東京芸術大学に現役で合格する。在学中は現代音楽を研究するが、民族音楽にも興味をもち、スタジオ・ミュージシャンとして活動し始めていた。78年に細野晴臣、高橋幸宏とイエロー・マジック・オーケストラ(YMO)を結成して、日本のテクノポップの開拓者となる。

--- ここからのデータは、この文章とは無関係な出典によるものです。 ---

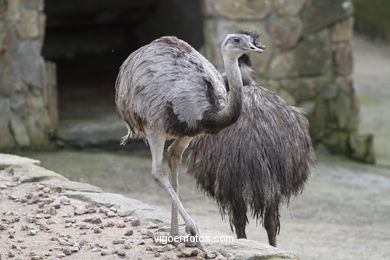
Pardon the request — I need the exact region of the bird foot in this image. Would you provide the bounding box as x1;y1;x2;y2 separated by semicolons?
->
185;221;205;251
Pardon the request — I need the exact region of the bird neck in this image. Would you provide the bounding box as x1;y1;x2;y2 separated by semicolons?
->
213;54;243;130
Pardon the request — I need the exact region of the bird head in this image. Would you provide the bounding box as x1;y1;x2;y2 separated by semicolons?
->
221;32;265;58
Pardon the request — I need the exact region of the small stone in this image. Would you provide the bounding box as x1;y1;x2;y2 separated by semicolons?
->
117;210;132;217
137;240;145;245
8;251;15;257
106;211;116;218
74;206;86;215
90;247;101;252
101;249;109;256
17;238;25;243
183;248;199;257
113;239;125;245
48;200;61;209
63;248;72;255
8;195;17;200
28;229;37;236
104;221;115;228
0;223;8;230
109;207;117;213
116;221;125;228
131;218;140;226
91;217;102;224
154;252;161;257
176;243;186;250
79;224;89;230
123;241;132;249
42;187;50;193
93;226;102;233
59;196;71;205
158;244;175;252
56;252;66;258
157;226;170;232
124;229;133;236
116;249;126;257
147;224;158;229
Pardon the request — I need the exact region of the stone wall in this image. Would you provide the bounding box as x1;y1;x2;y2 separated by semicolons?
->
202;0;374;162
0;0;57;149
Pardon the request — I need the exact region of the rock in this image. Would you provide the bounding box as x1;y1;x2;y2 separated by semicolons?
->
8;251;15;257
124;229;133;236
28;229;37;236
348;133;375;163
56;252;66;258
116;221;125;228
268;17;303;48
206;252;218;259
334;43;353;76
274;0;306;16
157;244;175;252
331;18;354;42
131;218;140;226
154;252;161;257
116;249;126;257
106;211;116;218
301;0;353;34
74;206;86;215
203;0;272;20
104;221;115;228
101;249;109;256
113;239;125;245
93;226;102;233
183;248;199;257
62;248;72;255
0;153;40;168
48;199;61;209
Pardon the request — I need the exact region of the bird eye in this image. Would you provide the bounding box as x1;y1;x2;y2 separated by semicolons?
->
233;38;240;43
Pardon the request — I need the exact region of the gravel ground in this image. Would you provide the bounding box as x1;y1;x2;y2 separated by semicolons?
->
0;170;221;260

83年の大島渚監督『戦場のメリークリスマス』で音楽を担当するとともに、ヨノイ大尉の役で出演して、デヴィッド・ボウイとの「ラブシーン」で衝撃を与える。87年の『ラストエンペラー』でも他の2人と音楽を担当する一方、元陸軍将校で満洲の陰の実力者・甘粕正彦の役で、溥儀役のジョン・ローンと共演した。今後も俳優をやるのか聞かれて、「もう軍人の役はご免だ」と答えている。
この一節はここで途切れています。